В то время как Оленин дописывал это, к нему вошел дядя Ерошка.

Ерошка был в самом веселом расположении духа. На днях, зайдя к нему вечером, Оленин застал его на дворе перед кабаньей тушей, которую он с счастливым и гордым лицом ловко снимал маленьким ножичком. Собаки, и между ними любимец Лям, лежали около и слегка помахивали хвостами, глядя на его дело. Мальчишки с уважением смотрели на него через забор и уже не дразнили, как обыкновенно. Бабы-соседки, вообще не слишком ласковые к нему, здоровались с ним и несли ему - кто чихиря кувшинчик, кто каймаку, кто мучицы. На другое утро Ерошка сидел у себя в клети весь в крови и отпускал по фунтам свежину - кому за деньги, кому за вино. На лице его написано было: "Бог дал счастье, убил зверя; теперь дядя нужен стал". Вследствие этого, разумеется, он запил и, не выходя из станицы, пил уже четвертый день. Кроме того, он пил на сговоре.

Дядя Ерошка пришел из хозяйской хаты к Оленину мертвецки пьяный, с красным лицом, растрепанною бородой, но в новом красном бешмете, обшитом галунами, и с балалайкой из травянки, которую он принес из-за реки. Он давно уже обещал Оленину это удовольствие и был в духе. Увидав, что Оленин пишет, он огорчился.

- Пиши, пиши, отец мой, - сказал он шепотом, как будто предполагая, что какой-нибудь дух сидит между им и бумагой, и, боясь спугнуть его, без шума, потихоньку сед на пол. Когда дядя Ерошка бывал пьян, любимое положение его бывало на полу. Оленин оглянулся, велел подать вина и продолжал писать. Ерошке было скучно пить одному; ему хотелось поговорить.

- У хозяев на сговоре был. Да что, швиньи! Не хочу! Пришел к тебе.

- А балалайка откуда у тебя? - спросил Оленин и продолжал писать.

- За рекой был, отец мой, балалайку достал, - сказал он так же тихо. - Я мастер играть: татарскую, казацкую, господскую, солдатскую, какую хошь.

Оленин еще раз взглянул на него, усмехнулся и продолжал писать.
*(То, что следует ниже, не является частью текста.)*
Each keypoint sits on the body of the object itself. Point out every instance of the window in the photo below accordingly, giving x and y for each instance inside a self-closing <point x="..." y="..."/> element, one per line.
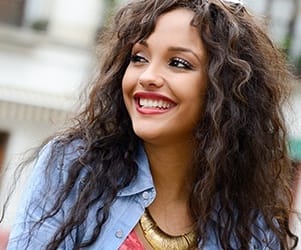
<point x="3" y="143"/>
<point x="12" y="12"/>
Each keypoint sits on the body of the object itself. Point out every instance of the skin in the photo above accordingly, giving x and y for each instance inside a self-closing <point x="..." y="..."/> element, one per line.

Улыбка эта ободрила старика.

- Ну, брось, отец ты мой! Брось! - сказал он вдруг решительно. - Ну, обидели тебя - брось их, плюнь! Ну, что пишешь, пишешь! что толку?

И он передразнивал Оленина, постукивая своими толстыми пальцами по полу и изогнув свою толстую рожу в презрительную гримасу.

- Что кляузы писать? Гуляй лучше, будь молодец! О писании в его голове не умещалось другого понятия, кроме как о вредной кляузе.

Оленин расхохотался. Ерошка тоже. Он вскочил с пола и принялся показывать свое искусство в игре на балалайке и петь татарские песни.

- Что писать, добрый человек! Ты вот послушай лучше, я тебе спою. Сдохнешь, тогда песни не услышишь. Гуляй!

Сначала он спел своего сочинения песню с припляскою:

А ди-ди-ди-ди-ди-ли,

А где его видели?

На базаре в лавке,

Продает булавки.

Потом он спел песню, которой научил его бывший друг его, фельдфебель:

В понедельник я влюбился,

Весь овторник прострадал,

В середу в любви открылся,

В четверток ответу ждал.

В пятницу пришло решенье,

Чтоб не ждать мне утешенья,

А во светлую субботу

Жисть окончить предпринял;

Но, храня души спасенье,

Я раздумал в воскресенье.

И опять:

А ди-ди-ди-ди-дя-ли,

А где его видели?

Потом, подмигивая, подергивая плечами и выплясывая, спел:

Поцелую, обойму,

Алой лентой перевью,

Надеженькой назову.

Надеженька ты моя,

Верно ль любить ты меня?

И так разгулялся, что, лихо подыгрывая, сделал молодецкую выходку и пошел один плясать по комнате.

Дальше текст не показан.